10

113 3 0
                                    


    - Mamo, poznaj Agatę - o kurczę. Miałam nadzieję, że to jakiś kurier, czy ktoś taki, ale nie jego matka. Mimo wszystko staram się zachować zimną krew w tej sytuacji.

- Dzień dobry - podaję jej rękę, ale tylko na nią patrzy i odwraca się do Pawła. Zdziwiona opuszczam ją na dół.

- Synu, zrób mi kawy - Paweł podchodzi do blatu i nachyla się do mojego ucha.

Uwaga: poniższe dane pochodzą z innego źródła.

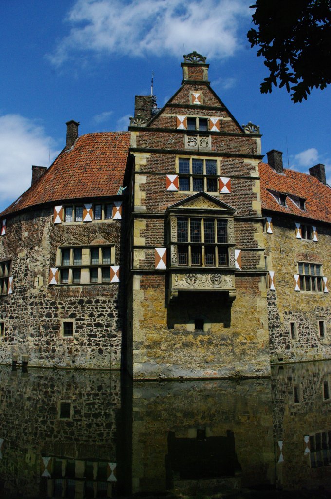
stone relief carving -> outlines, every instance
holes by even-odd
[[[234,289],[234,276],[227,274],[173,274],[172,287],[175,289]]]
[[[228,241],[230,244],[234,243],[234,226],[233,219],[228,220]]]
[[[254,125],[251,121],[249,121],[247,125],[241,126],[245,133],[260,133],[260,127],[258,125]]]
[[[170,237],[172,241],[177,241],[177,219],[175,217],[171,217],[170,220]]]

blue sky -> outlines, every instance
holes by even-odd
[[[126,130],[136,94],[158,104],[180,85],[182,54],[207,57],[214,90],[241,124],[260,126],[262,152],[308,172],[326,165],[331,183],[331,88],[294,104],[285,89],[261,94],[263,60],[251,49],[252,0],[11,0],[0,9],[0,212],[80,135]],[[183,47],[184,48],[183,48]]]

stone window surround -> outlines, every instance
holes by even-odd
[[[101,219],[95,219],[95,218],[94,218],[94,207],[96,206],[97,206],[97,205],[99,205],[99,206],[101,205]],[[106,207],[107,206],[109,206],[109,207],[110,207],[109,209],[110,210],[111,217],[109,218],[106,218],[106,215],[107,215],[107,209],[106,209]],[[76,224],[83,224],[86,223],[85,222],[83,222],[82,220],[78,220],[78,221],[76,221],[75,220],[75,219],[76,219],[76,208],[80,207],[81,207],[82,208],[83,207],[83,206],[84,206],[84,203],[78,203],[77,204],[74,204],[73,203],[71,203],[70,204],[68,204],[68,205],[63,205],[63,206],[62,206],[62,210],[63,210],[63,216],[62,216],[63,222],[62,222],[62,224],[70,224],[70,225],[76,225]],[[66,211],[66,208],[69,208],[70,207],[71,207],[72,208],[72,221],[71,222],[66,222],[66,220],[65,220],[65,211]],[[109,222],[112,221],[113,220],[113,202],[106,202],[106,203],[105,203],[105,202],[100,202],[100,203],[92,203],[92,208],[93,208],[93,216],[92,221],[93,222]]]
[[[99,262],[98,263],[91,263],[91,250],[99,249]],[[110,249],[111,257],[110,262],[103,263],[103,249]],[[75,265],[74,263],[74,251],[75,249],[81,249],[82,259],[81,263]],[[68,265],[63,264],[63,251],[64,250],[70,250],[69,262]],[[110,266],[114,265],[115,263],[116,250],[115,245],[110,244],[104,245],[68,245],[67,246],[60,246],[57,250],[56,253],[56,266],[59,269],[59,281],[58,284],[62,285],[82,285],[82,284],[109,284],[110,282]],[[109,267],[109,280],[102,280],[102,269]],[[81,269],[80,280],[79,282],[73,282],[73,270],[75,268]],[[98,269],[98,280],[95,282],[91,281],[90,275],[90,269]],[[68,282],[62,282],[62,272],[63,269],[68,269]]]
[[[7,264],[9,264],[8,265]],[[0,296],[6,296],[8,292],[8,277],[11,276],[11,260],[3,258],[0,261]]]
[[[64,334],[64,323],[65,322],[70,322],[72,324],[72,334],[70,335],[65,335]],[[74,334],[75,333],[75,322],[74,319],[62,319],[61,321],[61,335],[64,339],[69,339],[72,340],[74,337]]]
[[[182,174],[179,173],[179,159],[188,159],[189,160],[189,173],[187,174]],[[195,174],[192,173],[192,160],[193,159],[201,160],[203,162],[203,173],[201,175],[196,175]],[[216,161],[216,175],[208,175],[206,173],[206,160],[214,160]],[[212,194],[219,194],[218,192],[218,186],[217,184],[217,180],[218,177],[220,175],[220,161],[221,160],[219,159],[210,158],[209,156],[191,156],[186,155],[180,155],[176,157],[175,159],[175,168],[176,172],[178,175],[179,179],[179,183],[180,182],[180,178],[188,178],[189,182],[189,187],[190,189],[188,191],[182,191],[179,189],[178,192],[182,193],[183,194],[189,194],[192,192],[198,192],[197,191],[193,190],[193,178],[203,178],[203,192],[207,193],[211,193]],[[216,180],[216,191],[207,191],[207,179],[210,178],[214,179]]]
[[[299,270],[299,265],[300,264],[304,266],[305,264],[308,264],[310,266],[312,265],[315,265],[315,274],[313,275],[311,273],[306,274],[300,273]],[[300,291],[301,292],[306,293],[323,293],[323,271],[322,269],[322,263],[317,263],[316,262],[311,261],[298,261],[297,262],[297,267],[298,267],[298,273],[299,275],[300,283]],[[320,275],[317,275],[316,273],[316,267],[318,267],[320,269]],[[304,270],[304,269],[303,269]],[[308,278],[309,279],[309,282],[310,283],[310,289],[306,289],[306,279],[305,278]],[[313,290],[312,288],[312,282],[313,279],[315,279],[315,289]],[[319,284],[318,283],[318,279],[319,281]],[[320,287],[320,289],[318,289],[318,287]]]

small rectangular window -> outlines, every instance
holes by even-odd
[[[83,222],[83,207],[76,207],[76,222]]]
[[[63,336],[72,336],[73,332],[73,323],[71,321],[63,321]]]
[[[64,211],[64,221],[72,222],[72,207],[66,206]]]
[[[94,220],[101,220],[101,205],[94,205]]]
[[[325,322],[324,320],[319,321],[319,331],[320,331],[320,336],[321,338],[325,337]]]
[[[291,332],[291,339],[296,340],[298,338],[296,322],[290,323],[290,331]]]

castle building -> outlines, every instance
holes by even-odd
[[[262,163],[184,56],[162,108],[136,96],[127,132],[78,136],[0,215],[0,362],[126,368],[135,379],[268,375],[331,358],[331,190]]]

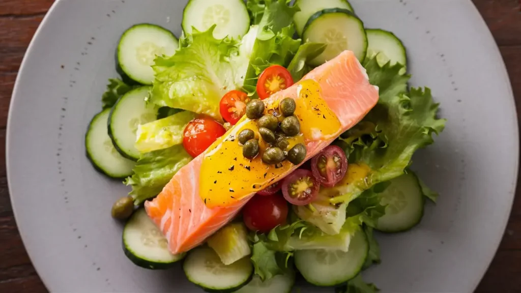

- Idź się może przebierz - spuszczam głowę, żeby nie zauważył, jak robi mi się głupio. Przechodzę do pokoju i zamykam za sobą drzwi. Wrażenia chyba nie zrobiłam zbyt dobrego. Podchodzę do krzesła, wciągam na siebie moje spodnie, zdejmuję jego koszulę i zakładam swój sweterek. Patrzę w lustro, poprawiam włosy, biorę głęboki wdech i idę do kuchni. - Agata, chcesz też kawy? - zanim zdążę odpowiedzieć, odzywa się jego matka.

- Myślę, że twoja panienka chce się już zbierać - po tym patrzy na mnie wyniośle. Robię zdziwiony wyraz twarzy i przenoszę wzrok na Pawła. Na szczęście też jest oburzony tym, co usłyszał.

- Nie, mamo, myślę, że nie chce. Spędzamy dzisiaj wspólny dzień, a ten dopiero się zaczął - podchodzi do mnie, chwyta moje ramiona i sadza mnie na krześle. - Dlatego lepiej bądź uprzejma, bo jeśli chcesz zostać, będziesz musiała z nią rozmawiać.

O-mój-ty-panie. Jakie to było seksowne. Dobra, na razie muszę wypierać takie myśli. Wrócę do nich, jak zostaniemy sami.

- Dobrze, synku, przepraszam. Postaram się poprawić - coś jakby za łatwo poszło. - No więc powiedz mi, moja droga? Skąd znasz mojego jedynego syna? - patrzę z przerażeniem na Pawła, a on rzuca mi spojrzenie, które mówi, żebym coś wymyśliła.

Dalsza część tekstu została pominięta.